SuryaNewsBojonego-FKMB mempertanyakan besaran CSR yang dikelola oleh Pemkab. Bojonegoro melalui Bappeda selama ini. Bagaimana realisasinya, jangan sampai dana CSR digunakan untuk tugas pokok pemerintahan, terlebih programnya menjadi overlapping.
“Mestinya pengelolaan dana CSR dikelola secara transparan. Tidak digunakan untuk program tugas pokok pemerintah daerah. Terlebih kalau terjadi anggaran dobel terhadap satu program. Jelas itu korupsi.!” kata Ketua FKMB Edy Susilo SSos kepada media, Senin (5/8).
Menurut Edy, potensi dobel anggaran terhadap satu program itu sangat besar; karena melihat nomenklatur realisasi CSR tahun-tahun sebelumnya masih menyentuh rana pembangunan infrastruktur, penyediaan air bersih bagi masyarakat, bahkan pemberian beasiswa. Bahkan tidak nampak program yang berorientasi pada pemberdayaan ekonomi masyarakat dan kelestarian lingkungan.
“Mestinya pengelolaan CSR itu tidak berubah program yang dicanangkan pemerintah, tapi atas usulan masyarakat. Terutama wilayah terdampak hadirnya pertambangan atau suatu perusahaan. Standar pengelolaan ini yang tidak jelas, bahkan ada kecenderungan realisasinya dimanipulasi,” jelasnya
Lebih lanjut Edy menjelaskan, pembangunan infrastruktur misalnya. Setiap desa telah mendapatkan Alokasi Dana Desa (ADD) atau Bantuan Khusus Keuangan Desa (BKKD) yang cukup besar dari Pemkab. Bojonegoro. Selain itu, desa juga mendapatkan Dana Desa langsung dari Pusat sebesar Rp. 1 miliar per/desa per/tahun. Sehingga kehadiran CSR berpotensi overlapping atau timpang tindih.
“Faktanya masalah yang dihadapi masyarakat masih banyak yang belum tuntas. Bahkan Bojonegoro termasuk daerah yang kemiskinan masih cukup tinggi, sementara APBDnya merupakan salah satu terbesar untuk sebuah pemerintahan kabupaten dengan penduduk sekitar 1,5 juta jiwa.” paparnya.

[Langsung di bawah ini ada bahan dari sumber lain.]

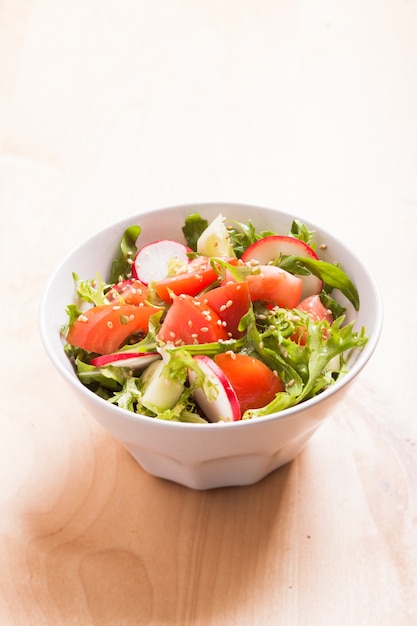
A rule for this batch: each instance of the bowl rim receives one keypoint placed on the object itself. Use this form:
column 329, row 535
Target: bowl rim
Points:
column 363, row 356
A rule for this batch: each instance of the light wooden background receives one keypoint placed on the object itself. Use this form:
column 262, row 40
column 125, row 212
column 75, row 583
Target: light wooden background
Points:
column 112, row 107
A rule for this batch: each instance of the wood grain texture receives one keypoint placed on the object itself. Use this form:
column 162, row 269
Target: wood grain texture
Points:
column 108, row 108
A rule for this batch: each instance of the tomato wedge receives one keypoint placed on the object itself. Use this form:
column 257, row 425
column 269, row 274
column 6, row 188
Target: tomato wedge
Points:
column 231, row 302
column 254, row 383
column 315, row 308
column 189, row 321
column 104, row 329
column 275, row 286
column 198, row 276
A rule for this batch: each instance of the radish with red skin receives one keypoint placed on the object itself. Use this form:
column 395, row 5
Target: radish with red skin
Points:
column 134, row 360
column 271, row 248
column 152, row 262
column 225, row 406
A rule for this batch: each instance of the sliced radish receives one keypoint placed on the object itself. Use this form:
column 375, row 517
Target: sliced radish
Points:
column 270, row 248
column 152, row 262
column 135, row 360
column 225, row 406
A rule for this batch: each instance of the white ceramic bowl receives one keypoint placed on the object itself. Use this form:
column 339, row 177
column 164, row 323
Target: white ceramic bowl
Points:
column 203, row 456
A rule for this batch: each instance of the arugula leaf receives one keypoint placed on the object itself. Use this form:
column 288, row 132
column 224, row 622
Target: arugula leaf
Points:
column 193, row 227
column 332, row 275
column 92, row 290
column 300, row 230
column 311, row 363
column 122, row 265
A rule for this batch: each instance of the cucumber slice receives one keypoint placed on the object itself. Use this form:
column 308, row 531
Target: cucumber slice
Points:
column 215, row 239
column 159, row 392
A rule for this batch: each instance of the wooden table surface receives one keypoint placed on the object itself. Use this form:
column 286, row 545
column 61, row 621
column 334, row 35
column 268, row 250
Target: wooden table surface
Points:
column 109, row 108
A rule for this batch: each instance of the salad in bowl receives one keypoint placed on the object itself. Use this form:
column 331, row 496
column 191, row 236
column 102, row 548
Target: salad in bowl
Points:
column 234, row 323
column 211, row 340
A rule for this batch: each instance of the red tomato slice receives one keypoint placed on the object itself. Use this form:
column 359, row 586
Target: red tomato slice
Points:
column 275, row 286
column 230, row 301
column 104, row 329
column 199, row 276
column 254, row 383
column 315, row 308
column 128, row 292
column 189, row 321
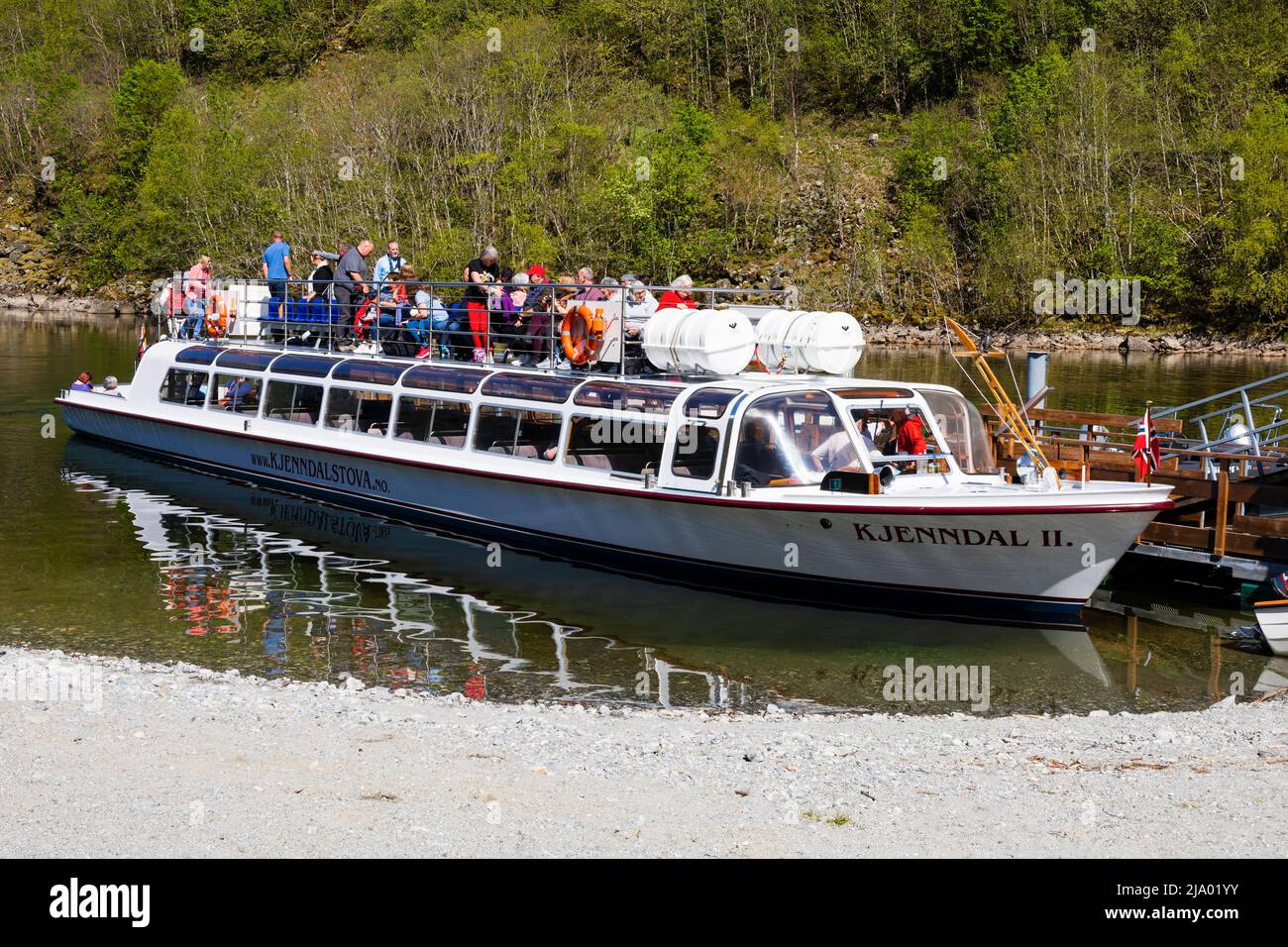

Edy mencontohkan, persoalan air bersih yang merupakan kebutuhan dasar dan menjadi hajat hidup orang banyak, masih menjadi persoalan serius bagi masyarakat terdampak tambang migas. Beberapa bulan sebelum musim kemarau tiba, bahkan daerah lain masih bisa bertanam padi, daerah sekitar wilayah tambang sudah kering kerontang dan sering kesulitan air bersih.
“Maka patut dipertanyakan sebenarnya realisasi dana CSR itu bagaimana? Mestinya dibuat transparan ke publik, karena CSR itu memang diperuntukkan untuk masyarakat, terutama terdampak aktivitas tambang atau pabrik. Begitu juga dengan realisasi untuk beasiswa, siapa penerima, beasiswa tingkat dasar, menengah atau mahasiswa? Semua itu kan harus jelas. Di sisi lain, melihat APBD yang sangat besar Rp. 7-8 triliun, tentu porsi anggaran pendidikan juga besar, bisa 1-1,5 triliun. Jadi overlapping gak semua itu, mestinya dengan anggaran sebesar itu, pendidikan Bojonegoro tidak lagi bicara soal gratis, tapi sudah harus bahas soal kualitas.” urainya.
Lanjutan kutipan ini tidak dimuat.